Then what adds to it:

let buildQueue = require('./buildQueue');

function createBuildStream (stream) {
  stream.observe()
    .through(exports.buildProcess)
    .through(exports.deployProcess)
    .through(buildQueue.push);

  // Returns original stream to immediately return a server response
  return stream;
}

module.exports = createBuildStream;
let buildQueue = require('./buildQueue');

function createTestStream (stream) {
  stream.observe()
    .through(exports.buildProcess)
    .through(exports.testProcess)
    .through(buildQueue.push);

  // Returns original stream to immediately return a server response
  return stream;
}

module.exports = createTestStream;

But I'm uncertain of the following:

  1. In both the createBuildStream and createTestStream functions, will those stream.observe() methods be consumed?

  2. Is the way I'm using .through(buildQueue.push) going to work like that? I'm not returning a stream but since it's the end of the chain I thought maybe it makes sense?

I'll be running & testing this myself but hopefully another set of eyes can catch any glaring flaws I'm not seeing.

jaidetree commented 7 years ago

@vqvu Hmm I'm not sure I have the capabilities of reopening this ticket.

vqvu commented 7 years ago

Sorry about that. I didn't realize Github doesn't let you reopen issues that someone else closed. That's pretty silly.

To answer your questions

In both the createBuildStream and createTestStream functions, will those stream.observe() methods be consumed?

Yes, they can be consumed as long as the original stream is fully consumed somewhere.

That is, you can't short circuit the stream if you expect observe to work as expected. For example, this code

const stream = _([1, 2, 3, 4, 5]);

stream.observe()
  .each(x => console.log('observer', x));

stream.take(1)
  .each(x => console.log('main stream', x));

will print

observer 1
main stream 1

but not observer 2 or any beyond. That is because take will simply stop consuming after the first element. You had this problem with your old tap solution too, so if it worked before, then it should work now. This is just something to keep in mind.

Is the way I'm using .through(buildQueue.push) going to work like that? I'm not returning a stream but since it's the end of the chain I thought maybe it makes sense?

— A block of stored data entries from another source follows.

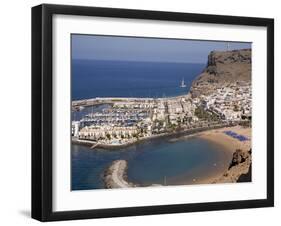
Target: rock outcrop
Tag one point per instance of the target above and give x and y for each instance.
(239, 169)
(115, 176)
(223, 69)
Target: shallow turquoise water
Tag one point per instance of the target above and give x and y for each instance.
(150, 162)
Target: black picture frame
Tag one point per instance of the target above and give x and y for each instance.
(42, 108)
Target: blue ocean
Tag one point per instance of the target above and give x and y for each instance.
(151, 161)
(96, 78)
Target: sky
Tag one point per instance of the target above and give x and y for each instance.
(93, 47)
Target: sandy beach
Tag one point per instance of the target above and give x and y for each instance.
(230, 144)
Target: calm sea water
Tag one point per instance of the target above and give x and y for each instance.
(130, 79)
(149, 162)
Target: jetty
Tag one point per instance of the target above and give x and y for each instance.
(116, 177)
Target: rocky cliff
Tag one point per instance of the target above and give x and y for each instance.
(240, 168)
(223, 68)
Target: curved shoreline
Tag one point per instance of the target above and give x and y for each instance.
(115, 176)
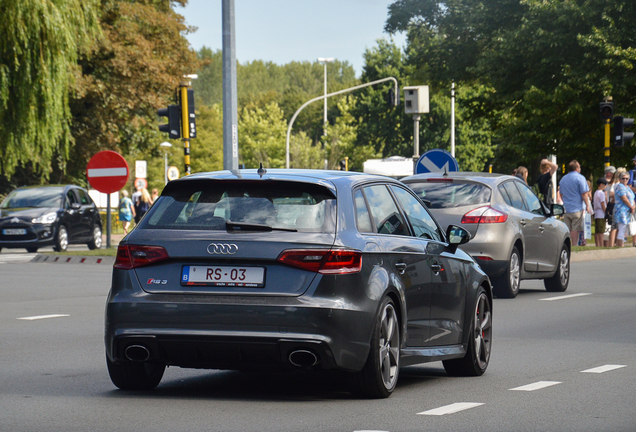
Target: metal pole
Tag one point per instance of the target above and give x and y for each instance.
(108, 228)
(607, 142)
(230, 104)
(453, 120)
(324, 121)
(291, 122)
(185, 124)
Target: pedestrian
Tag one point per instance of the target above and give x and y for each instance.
(600, 204)
(631, 175)
(143, 204)
(574, 193)
(135, 199)
(611, 201)
(522, 173)
(545, 180)
(624, 208)
(126, 210)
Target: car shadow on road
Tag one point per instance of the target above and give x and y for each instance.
(271, 386)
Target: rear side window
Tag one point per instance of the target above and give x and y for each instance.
(446, 194)
(514, 195)
(363, 219)
(386, 215)
(207, 205)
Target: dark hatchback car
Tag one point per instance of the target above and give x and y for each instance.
(56, 215)
(294, 269)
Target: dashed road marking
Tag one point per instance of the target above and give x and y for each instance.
(37, 317)
(602, 369)
(565, 297)
(452, 408)
(536, 386)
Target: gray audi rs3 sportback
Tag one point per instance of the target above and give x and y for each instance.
(294, 270)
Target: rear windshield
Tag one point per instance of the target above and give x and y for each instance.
(34, 197)
(209, 205)
(451, 194)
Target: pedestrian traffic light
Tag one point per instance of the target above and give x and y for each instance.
(606, 110)
(173, 112)
(189, 107)
(620, 136)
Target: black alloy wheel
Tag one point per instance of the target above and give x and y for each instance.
(477, 357)
(379, 376)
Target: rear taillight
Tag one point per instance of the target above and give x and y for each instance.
(323, 260)
(131, 256)
(485, 214)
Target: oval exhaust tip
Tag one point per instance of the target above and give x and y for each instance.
(303, 358)
(137, 353)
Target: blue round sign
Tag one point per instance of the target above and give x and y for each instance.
(436, 160)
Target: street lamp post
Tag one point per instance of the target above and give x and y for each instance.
(166, 146)
(324, 61)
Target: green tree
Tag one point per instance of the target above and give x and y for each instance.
(128, 76)
(41, 42)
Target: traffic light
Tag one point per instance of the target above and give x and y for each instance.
(606, 110)
(192, 128)
(620, 136)
(173, 112)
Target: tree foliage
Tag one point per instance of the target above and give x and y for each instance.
(41, 42)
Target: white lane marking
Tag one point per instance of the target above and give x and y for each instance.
(451, 409)
(602, 369)
(536, 386)
(33, 318)
(565, 297)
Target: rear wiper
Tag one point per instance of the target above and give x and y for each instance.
(242, 226)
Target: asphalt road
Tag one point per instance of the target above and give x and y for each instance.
(54, 378)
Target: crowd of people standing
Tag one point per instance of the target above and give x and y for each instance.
(135, 208)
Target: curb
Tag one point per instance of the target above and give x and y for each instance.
(603, 254)
(75, 259)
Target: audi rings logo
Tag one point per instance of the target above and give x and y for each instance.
(222, 248)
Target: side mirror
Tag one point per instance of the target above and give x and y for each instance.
(557, 209)
(456, 236)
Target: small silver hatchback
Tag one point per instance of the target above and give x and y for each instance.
(514, 236)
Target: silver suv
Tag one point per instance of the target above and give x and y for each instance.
(514, 236)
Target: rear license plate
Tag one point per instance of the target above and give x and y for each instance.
(223, 276)
(14, 231)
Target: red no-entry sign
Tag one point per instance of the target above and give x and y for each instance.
(107, 171)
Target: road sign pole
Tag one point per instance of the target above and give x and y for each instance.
(108, 226)
(416, 140)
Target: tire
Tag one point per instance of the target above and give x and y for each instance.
(507, 285)
(559, 282)
(96, 241)
(135, 375)
(477, 357)
(379, 376)
(61, 239)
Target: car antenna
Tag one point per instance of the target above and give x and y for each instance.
(261, 171)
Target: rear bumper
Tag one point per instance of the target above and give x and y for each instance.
(241, 332)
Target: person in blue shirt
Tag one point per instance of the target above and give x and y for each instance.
(574, 193)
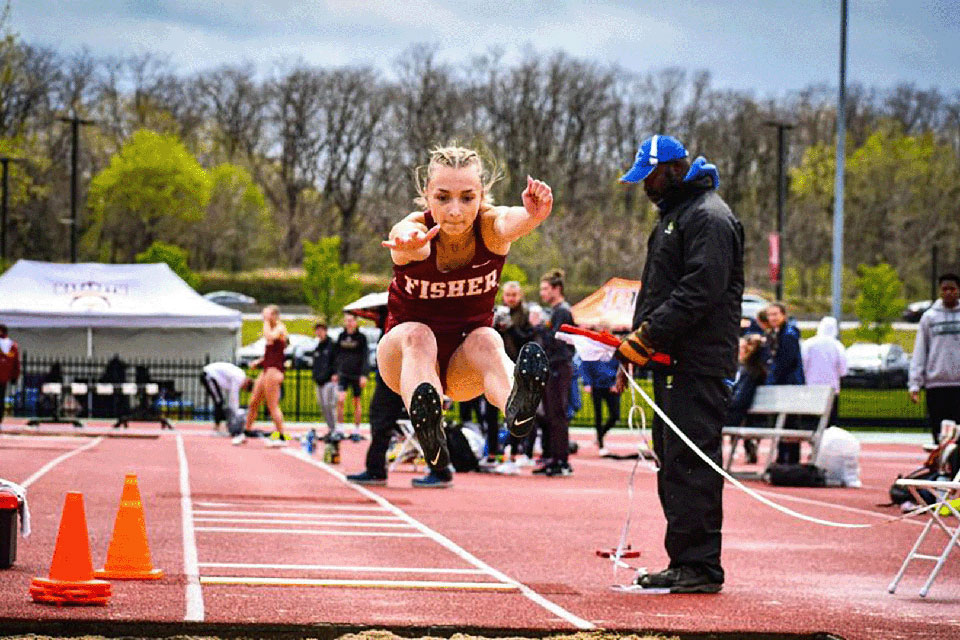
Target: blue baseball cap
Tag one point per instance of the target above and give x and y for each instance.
(653, 151)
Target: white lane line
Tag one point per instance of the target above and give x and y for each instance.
(332, 567)
(293, 514)
(194, 592)
(839, 507)
(367, 584)
(50, 465)
(451, 546)
(312, 532)
(322, 523)
(275, 503)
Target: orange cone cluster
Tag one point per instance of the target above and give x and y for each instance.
(72, 580)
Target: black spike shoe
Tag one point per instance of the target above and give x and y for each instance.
(530, 376)
(426, 416)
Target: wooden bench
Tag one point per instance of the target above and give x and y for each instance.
(782, 401)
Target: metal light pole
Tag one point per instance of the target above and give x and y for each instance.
(782, 128)
(5, 162)
(75, 123)
(837, 272)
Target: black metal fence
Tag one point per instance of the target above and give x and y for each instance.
(181, 395)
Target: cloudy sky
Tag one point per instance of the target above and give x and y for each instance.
(767, 46)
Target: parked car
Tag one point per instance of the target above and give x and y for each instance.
(880, 366)
(915, 309)
(298, 345)
(751, 304)
(230, 299)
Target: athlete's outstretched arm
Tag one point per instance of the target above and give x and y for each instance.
(515, 222)
(409, 239)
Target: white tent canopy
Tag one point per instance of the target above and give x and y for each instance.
(92, 309)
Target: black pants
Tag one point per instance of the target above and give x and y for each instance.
(943, 403)
(691, 493)
(216, 394)
(556, 399)
(600, 397)
(386, 407)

Yes, that's fine, since its the end of a chain. through doesn't require you to return a value. You can argue that since buildQueue.push isn't actually a step of the pipeline (it's not consuming the stream), that something like this is more explicit about what you're doing.

buildQueue.push(
    stream
      .observe()
      .through(exports.buildProcess)
      .through(exports.testProcess));

It's up to you what style you want.

BTW, there's a slight bug in the new code that you posted. Like before, you want to return the original stream from createBuildQueue and not the result of the pipeline. Like this.

function createBuildQueue () {
  const stream = _();
  stream
    .series()
    .consume(exports.formatStatus)
    .pipe(exports.writeToLog());
  return stream;
}
jaidetree commented 7 years ago

I agree that is odd behavior on github's part. Perhaps it was intended to be used more of a bug report workflow where a bug is reported, a fix is made and throughly tested before it's merged into a release then closing the issue means it's ready to be forgotten about? But who knows I suppose.

Anyway, thanks for the feedback! The streams should be fully consumed in both the original and the new example for the outer logic is something along the lines of:

function handleResponse (req, res) { 
  return _.of(req.body)
    .through(createBuildState)
    .through(createBuildStream)
    .through(formatJSONResponse)
    .pipe(res);
}

So I believe every input does get consumed and packaged nicely as a JSON string response from the server.

For some reason I have a tendency to steer away from using complex logic as arguments to other functions like in your suggestion for pushing to the queue. Since I've been learning clojure simultaneously to better my understanding of functional programming, it has become less bothersome since that seems to be the preferred, primary syntax convention of languages like clojure & other lisp languages. Plus using .through through that way, especially looking at it a day or so after, feels fairly indirect and like I'm abusing the through() method.

Ack! You're right about the createBuildQueue function, that wouldn't have worked as intended plus I have made that error while implementing the first one. I should have caught that.

Thanks for the helpful response once again.